Title: Ted Tetsuo Aoki and Canadian Curriculum Studies
Description:
The work of Japanese Canadian teacher, administrator, educator, and theorist Ted Tetsuo Aoki (1919–2012) is both extraordinary and inextricably connected to who he was and who he became as curriculum theorist.
Spanning over four decades, his scholarship is nothing less than uniquely Aoki(an) in form, meaning, and effect.
Aoki’s contributions, deeply intellectual but seriously playful and creatively performative, continue as vital to the advancement of curriculum studies in Canada and internationally as well as to education in general.
At the heart of Aoki’s ideas, thinking, and modes of theorizing are radical concepts such as: curriculum as plan(ned), curriculum as live(d), bridge-not-bridge, lingering, inspiriting, metaphor, and metonymy.
These Aokian concepts when examined more closely reveal as ontologically grounded in and epistemologically arising from his life as a Japanese Canadian in Western Canada at the end of World War I, into the years of World War II, and through to the decade following the turn of the 21st century.
Theoretically, the scholar’s work is often characterized as phenomenological and hermeneutic renderings of curriculum.
Further study discloses Aoki’s scholarship as demonstrating greater intellectual breadth, also situated within critical, poststructural, postcolonial, postmodern, premodern, enactive, ecological, and cultural discourses including Zen Buddhism.
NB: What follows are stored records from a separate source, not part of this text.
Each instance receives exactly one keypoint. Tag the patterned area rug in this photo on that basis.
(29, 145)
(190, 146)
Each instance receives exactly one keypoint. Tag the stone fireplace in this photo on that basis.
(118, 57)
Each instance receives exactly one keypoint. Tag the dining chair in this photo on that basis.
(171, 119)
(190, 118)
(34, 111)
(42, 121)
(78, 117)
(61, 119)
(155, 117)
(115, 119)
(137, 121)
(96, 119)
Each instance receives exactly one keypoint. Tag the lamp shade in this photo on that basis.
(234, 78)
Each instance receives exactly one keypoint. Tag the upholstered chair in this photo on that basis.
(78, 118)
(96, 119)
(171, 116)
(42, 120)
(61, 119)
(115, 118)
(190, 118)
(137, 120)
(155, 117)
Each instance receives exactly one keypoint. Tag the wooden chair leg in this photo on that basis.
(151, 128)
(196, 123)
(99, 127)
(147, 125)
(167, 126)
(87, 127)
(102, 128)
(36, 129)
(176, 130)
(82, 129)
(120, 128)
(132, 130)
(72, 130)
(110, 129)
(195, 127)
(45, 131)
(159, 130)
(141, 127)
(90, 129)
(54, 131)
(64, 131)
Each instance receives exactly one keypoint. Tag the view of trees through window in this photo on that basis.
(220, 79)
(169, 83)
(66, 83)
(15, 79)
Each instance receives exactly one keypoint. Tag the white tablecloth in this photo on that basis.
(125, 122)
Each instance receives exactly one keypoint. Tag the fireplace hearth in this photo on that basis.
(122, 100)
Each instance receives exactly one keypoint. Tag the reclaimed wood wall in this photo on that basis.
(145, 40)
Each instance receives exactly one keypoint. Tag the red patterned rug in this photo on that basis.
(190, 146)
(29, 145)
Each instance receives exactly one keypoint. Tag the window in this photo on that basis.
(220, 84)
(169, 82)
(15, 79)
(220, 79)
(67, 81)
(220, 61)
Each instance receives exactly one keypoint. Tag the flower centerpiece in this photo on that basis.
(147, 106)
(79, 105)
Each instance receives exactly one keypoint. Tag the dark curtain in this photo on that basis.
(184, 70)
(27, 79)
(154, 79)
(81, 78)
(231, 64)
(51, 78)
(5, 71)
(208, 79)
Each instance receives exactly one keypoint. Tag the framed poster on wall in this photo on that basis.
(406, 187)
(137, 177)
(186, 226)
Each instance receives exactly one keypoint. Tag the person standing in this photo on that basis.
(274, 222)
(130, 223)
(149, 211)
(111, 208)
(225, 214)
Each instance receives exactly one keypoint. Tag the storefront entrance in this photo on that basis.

Aoki’s studies expand notions of curriculum, but more fundamentally, they expose and bring into question entrenched ideologies and practices within education and its disciplinary areas.
In these manners, Aokian theory prompts conceptual spaces for (re)new(ed) meanings of curriculum and ultimately what it means to be human.
It is remarkable that Aoki’s decades-long theorizing has virtually gone without controversy or debate.
While this attests to Aoki’s humility and brilliance as a scholar, it signals the need for continued engagement with Aokian concepts as well as deeper exploration into the scholar and his scholarship as a whole.